You set up IKE groups, ESP groups, and then define a site-to-site peer with local and remote subnets, plus a pre-shared key or certificate. You tie the peer to the groups and apply tunnel definitions, then enable the IPsec interface and apply firewall rules. The exact commands vary by firmware version, so consult the EdgeRouter CLI reference for your version.
# Can I use dynamic DNS with EdgeRouter site-to-site VPN?
Yes, dynamic DNS is common in home office setups. You configure the DDNS name on the EdgeRouter’s WAN interface and use that hostname on the peer side when the IP isn’t static.
# How do I test VPN connectivity between sites?
Ping a host on the remote subnet from a host on the local subnet and verify the IPsec SA status with show vpn ipsec sa or the GUI’s VPN status page. Check the logs if traffic isn’t routing correctly.
# What are the differences between route-based and policy-based VPN on EdgeRouter?
Route-based VPNs route entire subnets and use a virtual tunnel interface, making it easier to manage and scale. policy-based VPNs apply VPN rules to specific traffic flows. Route-based is generally more flexible for multi-subnet setups.

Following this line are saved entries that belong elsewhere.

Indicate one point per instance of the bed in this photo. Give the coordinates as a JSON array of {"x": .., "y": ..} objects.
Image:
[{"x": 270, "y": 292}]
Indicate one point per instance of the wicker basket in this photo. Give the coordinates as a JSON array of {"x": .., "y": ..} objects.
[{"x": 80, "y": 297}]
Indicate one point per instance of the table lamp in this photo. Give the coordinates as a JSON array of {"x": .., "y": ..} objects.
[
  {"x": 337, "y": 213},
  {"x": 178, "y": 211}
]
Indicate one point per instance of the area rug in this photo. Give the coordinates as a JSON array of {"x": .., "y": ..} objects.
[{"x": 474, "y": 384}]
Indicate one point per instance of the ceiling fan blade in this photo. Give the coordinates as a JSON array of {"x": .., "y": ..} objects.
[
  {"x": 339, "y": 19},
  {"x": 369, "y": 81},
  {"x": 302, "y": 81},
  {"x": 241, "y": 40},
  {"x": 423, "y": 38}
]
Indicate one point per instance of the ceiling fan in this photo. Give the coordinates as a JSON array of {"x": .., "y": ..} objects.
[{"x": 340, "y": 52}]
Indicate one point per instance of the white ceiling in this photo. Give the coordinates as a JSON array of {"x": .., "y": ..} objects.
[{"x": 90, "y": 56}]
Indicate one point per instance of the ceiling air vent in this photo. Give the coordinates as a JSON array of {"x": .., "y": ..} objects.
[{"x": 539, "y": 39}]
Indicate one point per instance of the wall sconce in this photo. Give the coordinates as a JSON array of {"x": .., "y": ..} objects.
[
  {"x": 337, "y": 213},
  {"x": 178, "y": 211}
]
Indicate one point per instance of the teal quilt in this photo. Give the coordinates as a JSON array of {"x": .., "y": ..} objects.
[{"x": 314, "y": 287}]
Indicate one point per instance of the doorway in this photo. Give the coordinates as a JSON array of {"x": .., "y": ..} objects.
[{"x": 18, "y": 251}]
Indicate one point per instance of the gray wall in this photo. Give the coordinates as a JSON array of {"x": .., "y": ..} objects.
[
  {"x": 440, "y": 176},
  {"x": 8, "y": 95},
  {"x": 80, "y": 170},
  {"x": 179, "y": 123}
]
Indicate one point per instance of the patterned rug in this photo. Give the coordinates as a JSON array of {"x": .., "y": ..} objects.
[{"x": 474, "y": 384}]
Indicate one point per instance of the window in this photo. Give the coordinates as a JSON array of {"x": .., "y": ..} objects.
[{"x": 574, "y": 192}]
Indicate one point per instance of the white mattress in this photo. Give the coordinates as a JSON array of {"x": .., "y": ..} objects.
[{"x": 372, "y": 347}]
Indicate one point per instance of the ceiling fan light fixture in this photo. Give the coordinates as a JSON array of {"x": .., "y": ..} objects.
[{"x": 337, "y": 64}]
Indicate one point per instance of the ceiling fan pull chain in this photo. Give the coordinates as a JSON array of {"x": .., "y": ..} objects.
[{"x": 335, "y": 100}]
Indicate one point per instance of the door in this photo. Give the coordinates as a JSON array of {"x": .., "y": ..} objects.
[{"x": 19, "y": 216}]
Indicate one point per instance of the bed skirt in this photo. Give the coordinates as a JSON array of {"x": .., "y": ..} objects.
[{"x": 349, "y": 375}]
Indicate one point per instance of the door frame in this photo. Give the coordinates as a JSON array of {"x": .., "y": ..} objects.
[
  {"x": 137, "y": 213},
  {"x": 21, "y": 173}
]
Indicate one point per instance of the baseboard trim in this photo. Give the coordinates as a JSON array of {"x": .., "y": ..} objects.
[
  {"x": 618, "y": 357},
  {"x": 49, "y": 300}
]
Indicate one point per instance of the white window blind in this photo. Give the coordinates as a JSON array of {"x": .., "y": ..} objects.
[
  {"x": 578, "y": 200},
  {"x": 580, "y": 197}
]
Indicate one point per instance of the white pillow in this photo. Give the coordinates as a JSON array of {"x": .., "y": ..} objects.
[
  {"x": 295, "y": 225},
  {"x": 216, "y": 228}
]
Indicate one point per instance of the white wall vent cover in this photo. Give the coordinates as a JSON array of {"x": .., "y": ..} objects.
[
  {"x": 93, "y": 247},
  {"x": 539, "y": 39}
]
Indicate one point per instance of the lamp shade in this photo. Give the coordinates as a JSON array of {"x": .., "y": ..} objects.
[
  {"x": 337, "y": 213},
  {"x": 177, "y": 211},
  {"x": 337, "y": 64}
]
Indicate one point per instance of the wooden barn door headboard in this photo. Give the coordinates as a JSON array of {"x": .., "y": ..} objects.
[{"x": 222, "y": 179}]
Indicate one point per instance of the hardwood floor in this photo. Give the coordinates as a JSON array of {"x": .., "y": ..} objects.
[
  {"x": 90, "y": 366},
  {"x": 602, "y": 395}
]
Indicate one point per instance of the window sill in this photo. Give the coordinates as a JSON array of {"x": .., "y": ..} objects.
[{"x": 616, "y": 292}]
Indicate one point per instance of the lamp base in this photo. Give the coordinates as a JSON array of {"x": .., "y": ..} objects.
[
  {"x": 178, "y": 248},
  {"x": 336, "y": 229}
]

# How do NAT and firewall rules affect VPN tunnels?
NAT can break VPN tunnels if IPsec is not configured for NAT Traversal. Ensure NAT-T is enabled and firewall rules allow IKE UDP 500, NAT-T UDP 4500, and ESP IP protocol 50.
# How can I improve VPN performance on EdgeRouter?
Choose strong yet efficient ciphers AES-256/AES-128 as appropriate, enable DPB or similar keepalive features, ensure the hardware can handle the expected throughput, and disable any unnecessary services that might contend for CPU resources.
# How do I handle certificate-based authentication on EdgeRouter?
Set up a PKI, issue certificates to each EdgeRouter, and configure the VPN peers to use certificate-based authentication instead of PSK. This approach scales well in larger deployments and improves security.
# Can I run multiple site-to-site VPNs on a single EdgeRouter?
Yes. EdgeRouter supports multiple VPN peers. just ensure routing and firewall rules are configured correctly for each tunnel, and that subnets do not overlap.
# What are common mistakes to avoid with EdgeRouter site-to-site VPN?
Overlapping subnets, mismatched PSKs, and mismatched IKE/ESP groups are the usual culprits. Also, misconfiguring NAT-T and firewall rules can block traffic or drop tunnels unexpectedly.
# How do I monitor VPN performance and health?
Use the EdgeRouter status pages or CLI commands to monitor IPsec SA stats, tunnel status, CPU load, and network throughput. Setting up a centralized log or SNMP monitoring can help you spot anomalies early.
If you’re ready to get your EdgeRouter site-to-site VPN up and running, start with the basic PSK-based IKEv2 setup, verify both sides can reach each other, and then gradually introduce more complex features like dynamic DNS, certificates, or additional tunnels. With careful planning and methodical testing, you’ll have a robust, scalable, and secure intersite network in no time.